Au rayon des bêtises, on trouve encore quelques citations qui ne se fondent sur rien du tout. Ni faits, ni littérature scientifique, ni même l’avis des voyants-astrologues de la rubrique des petites annonces :
- « La proportion d’employés du secteur public est un indicateur de la présence de l’Etat dans l’économie. Plus elle est élevée plus l’activité de l’économie privée est limitée et donc plus le score du canton est bas dans l’indice de liberté. » Foutaises. On en reparlera quand un employé d’avenir.suisse sera sur une liste d’attente pour un lit d’hôpital ou téléphonera aux forces de l’ordre et tombera sur le répondeur.
- « Dans une économie de marché il est essentiel que les marchés du travail soient flexibles afin que l’équilibre entre offre et demande soit atteint. » Même l’OCDE a échoué à démontrer la véracité de cette affirmation. Ce n’est pas en la répétant qu’elle deviendra vraie.
- « Un budget public équilibré constitue un prérequis fondamental pour la liberté d’action économique et sociale d’un canton et de ses citoyens : moins les finances publiques sont équilibrées moins il y a de points dans l’indice de liberté d’Avenir Suisse. » On en reparlera quand les entreprises que prétend défendre avenir.suisse auront besoin de financement public. Pour la recherche et l’innovation, par exemple. Ou en cas de pandémie. Ou de crise financière.
Quoi qu’il en soit, ce n’est pas comme si avenir.suisse était un vrai défenseur de la liberté. Au contraire, plusieurs de ses propositions récentes visent à restreindre nos libertés et notre libre-arbitre, par exemple :
- Limiter les droits populaires : la liberté du peuple de refuser les mauvaises idées ou de faire de nouvelles propositions vaut visiblement moins que la liberté d’avenir.suisse d’imposer ses vues sans qu’on puisse les contester.
- Confier la fixation du niveau des rentes du deuxième pilier à des experts au lieu du parlement et du peuple : c’est la version 2.0 de la proposition précédente, souvent appelée « dépolitisation ». Visiblement, avenir.suisse juge que la population et ses élus n’a pas assez de libre-arbitre pour prendre des décisions lorsque l’intérêt de ses mandants est en jeu.

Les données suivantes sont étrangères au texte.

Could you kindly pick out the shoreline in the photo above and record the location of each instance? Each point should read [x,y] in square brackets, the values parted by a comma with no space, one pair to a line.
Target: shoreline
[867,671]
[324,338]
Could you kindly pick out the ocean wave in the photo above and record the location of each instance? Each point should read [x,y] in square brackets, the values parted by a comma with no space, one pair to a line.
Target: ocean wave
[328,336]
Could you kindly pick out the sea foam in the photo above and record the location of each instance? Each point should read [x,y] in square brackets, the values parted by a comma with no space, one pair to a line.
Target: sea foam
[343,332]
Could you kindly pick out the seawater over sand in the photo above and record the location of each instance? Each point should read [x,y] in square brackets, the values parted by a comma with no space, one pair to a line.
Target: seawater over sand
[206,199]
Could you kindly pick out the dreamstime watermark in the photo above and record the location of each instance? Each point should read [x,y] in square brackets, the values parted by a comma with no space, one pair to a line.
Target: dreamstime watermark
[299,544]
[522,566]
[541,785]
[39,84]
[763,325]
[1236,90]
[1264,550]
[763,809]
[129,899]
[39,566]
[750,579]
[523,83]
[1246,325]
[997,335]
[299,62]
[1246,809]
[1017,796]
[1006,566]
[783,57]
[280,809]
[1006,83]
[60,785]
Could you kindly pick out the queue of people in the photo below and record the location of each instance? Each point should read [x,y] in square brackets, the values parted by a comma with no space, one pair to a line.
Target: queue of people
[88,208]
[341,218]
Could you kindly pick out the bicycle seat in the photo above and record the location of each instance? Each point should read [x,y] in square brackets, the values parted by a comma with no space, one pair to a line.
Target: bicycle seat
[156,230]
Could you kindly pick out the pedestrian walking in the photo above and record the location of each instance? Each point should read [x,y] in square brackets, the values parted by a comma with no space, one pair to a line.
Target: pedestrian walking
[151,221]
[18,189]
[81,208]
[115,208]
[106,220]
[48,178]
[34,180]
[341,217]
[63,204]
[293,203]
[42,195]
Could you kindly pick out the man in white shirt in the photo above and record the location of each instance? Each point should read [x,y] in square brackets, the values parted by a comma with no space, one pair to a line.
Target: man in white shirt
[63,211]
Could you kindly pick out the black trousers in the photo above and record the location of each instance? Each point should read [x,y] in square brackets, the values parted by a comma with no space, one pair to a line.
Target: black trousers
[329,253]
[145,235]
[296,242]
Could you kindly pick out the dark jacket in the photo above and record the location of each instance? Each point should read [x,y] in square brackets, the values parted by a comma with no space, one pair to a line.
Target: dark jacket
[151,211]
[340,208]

- Coupler smartvote au vote électronique : Là encore, comment prétendre qu’on défend le libre-arbitre quand on propose de déléguer le droit de vote à des algorithmes ?
Belles fêtes de fin d’années à toutes et tous !
(Ajouté le 16.12.21)
Avenir.suisse se distingue décidément par sa grande cohérence: pas plus tard que le lendemain de la publication des bêtises précédemment évoquées (dans leurs « enseignements du fédéralisme face au covid-19« ), ils réussissent le tour de force de féliciter les cantons qui ont été proactifs et volontaires dans leurs mesures de lutte contra le pandémie. Ceux-là même qui sont des ennemis de la liberté, car leurs normes de santé publique vont plus loin que ce que prescrit la Confédération. Puis, alors que le mardi ils disaient pis que pendre des dépenses publiques (liberticides, elles aussi), le mercredi, ils avancent sans rire que « Le fait que de nombreux cantons n’aient pas pu maintenir les capacités des unités de soins intensifs pendant la crise n’est pas de bon augure pour la suite de la pandémie .» et parlent d’une « diminution dangereuse de la capacité en unités de soins intensifs ». Chapeau les artistes!